Чтение онлайн

ЖАНРЫ

Том 1. Серебряный голубь
Шрифт:

В этот томительный час только из пологого лога, где была изба столяра, столяр вылезал на холмик, и, приложивши руку к хворому своему лицу, все посматривал вдаль по дороге: не встает ли там пыль, не приближается ли странник, не несет ли Господь кого из гостей; постоит, постоит столяр, — даль ясна, все там струится. Нет никого. Опять в свое логово забирается столяр: посидит, посидит в красном углу под образами; и опять ему не терпится, и опять выйдет на холмик, а пора уже чайничать; уже стол ему накрыла босоногая Матрена, рябая баба, работница; уже белая скатерть с каймой из красных петухов, с чашками, покрытыми росписью розанов, с хлебом, яйцами, на столе; и уже дымит самовар: пора чайничать, но с кем же чайничать, как не с гостем, а гостя все нет; и опять выйдет столяр Кудеяров на холмик; далека дорога: даль ясна, и нет никого; нет, кто-то есть, кто-то, наверное, приближается к селу; то не куст — вон темненькая его фигурка; а вот рядом другая фигурка, и тоже темненькая; скоро она спустится вниз — «Ей, Матрена, гостей поджидай!»… И Матрена уже суетится, шлепая от печки к столу здоровенными, белыми ногами: безбровое, рябое ее лицо, с глазами темными и алыми, с чуть дрожащими алыми губами, усмехается, будто давно она уже ждет вестей издалече; она поглядывает на столяра, а столяр сидит молча, не отвечает на взгляды глупой бабы: ждет гостя. А вот и гость.

И гость странный: нищий, известный в округе, Абрам; то появится он в наших местах; босой обходит села, усадьбы; и везде-то ему подадут: кто краюху, кто яйца, кто копеечку (это все больше господа подавали деньгами), кто просто накормит или пустит переночевать, а кто пригрозит цепным псом; а то вовсе скроется нищий: месяцами

его не видать; тогда встречали его далеко за Лиховым, видывали и за Москвой: высокий, плечистый, кудластый, с темными с проседью волосами, падающими на плечи, с большим носом и узенькими раскосыми, но хитрыми глазками, он верно знал, с кого чем взять; как подойдет под окна, пропоет псалом грудным низким голосом, отбивая высокой палкой слова. Странная у него была палка: не то палка, не то дубина, не то посох. Сам — богатырь: встретишь в лесу, испугаешься: ну, как он дубиной своей хватит; но что всего страннее, так это то, что на дубине его светилось оловянное изображение птицы-голубя, ясное такое серебряное. Но как нищего знали, его нрав и его повадки знали и то, как он играл с детьми, и как при случае сторожил лес, — все знали, даже начальство, то и не побоялись бы его, в лесу повстречав: побоялись бы инородные. За Абрамом водился один только грех: сиживал часто он в чайной, где выменивал на закуску и чай яйца и хлеб; сиживал и в городской полпивной [17] ; сидит и молчит: и все-то прислушивается: про него говорили, будто он знает подноготную всех, — и крестьян, и попов, и господ, кто куда поехал, кто что задумал, — все знает Абрам; только неведомо, почему про него это так говорили: сам-то он был молчаливый, мало с кем говорил, а когда спрашивали его о чем, отнекивался: говорил — ничего-то он не знает.

17

Полпивная — заведение, торгующее полпивом (то есть легким пивом).

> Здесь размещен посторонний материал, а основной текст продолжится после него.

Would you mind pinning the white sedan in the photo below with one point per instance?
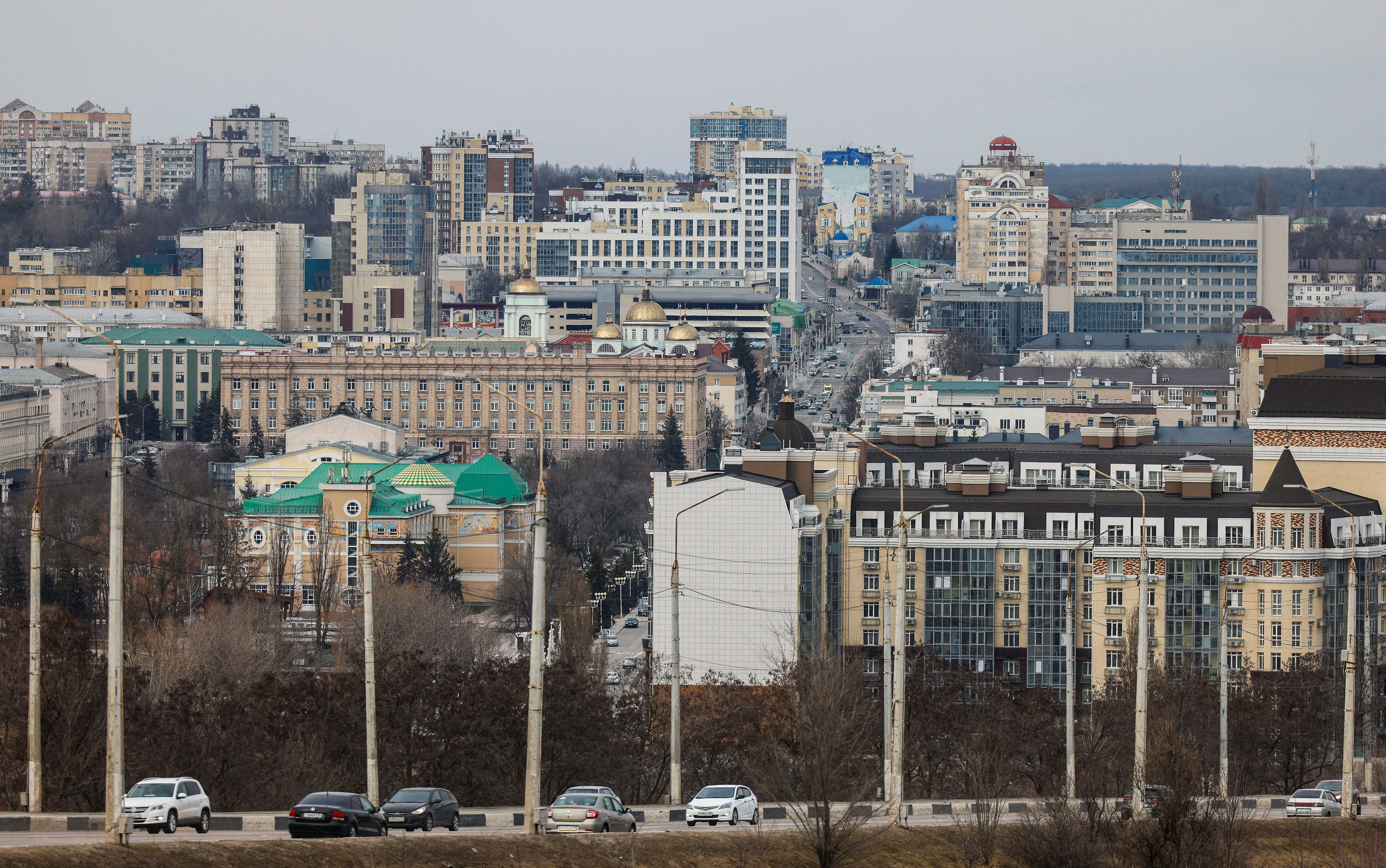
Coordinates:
(724, 802)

Войдя в избу, перекрестился на образа Абрам, снял кожаную сумку да войлочную шляпу, которую дали ему господа и которую господа называют «паганкой»; обнялись они с Кудеяровым, трижды поцеловались, отвесил Абрам Матрене низкий поклон, будто домовитой хозяйке, а та протянула ему свою руку какого вперед заскорузлыми, сжатыми пальцами; запросто распоясался и сел чайничать с Матреной и столяром, будто он и не нищий, а гость какой званый; и потому, как угощали странника, вовсе нельзя было показать, что он нищий. Пили чай молча. Но вот уж выпиты чашки и опрокинуты, и тонко шипит самовар, выживая кого-то, — Кудеяров-столяр тонкое поднял мочало бороды и на нищего уставился той стороной лица, которая будто говорила: «я вот, ух, как!»… На что нищий, без слов понимавший столяра, подмигнул Матрене:

— Что знаем, то знаем: что там уж… от своих таиться!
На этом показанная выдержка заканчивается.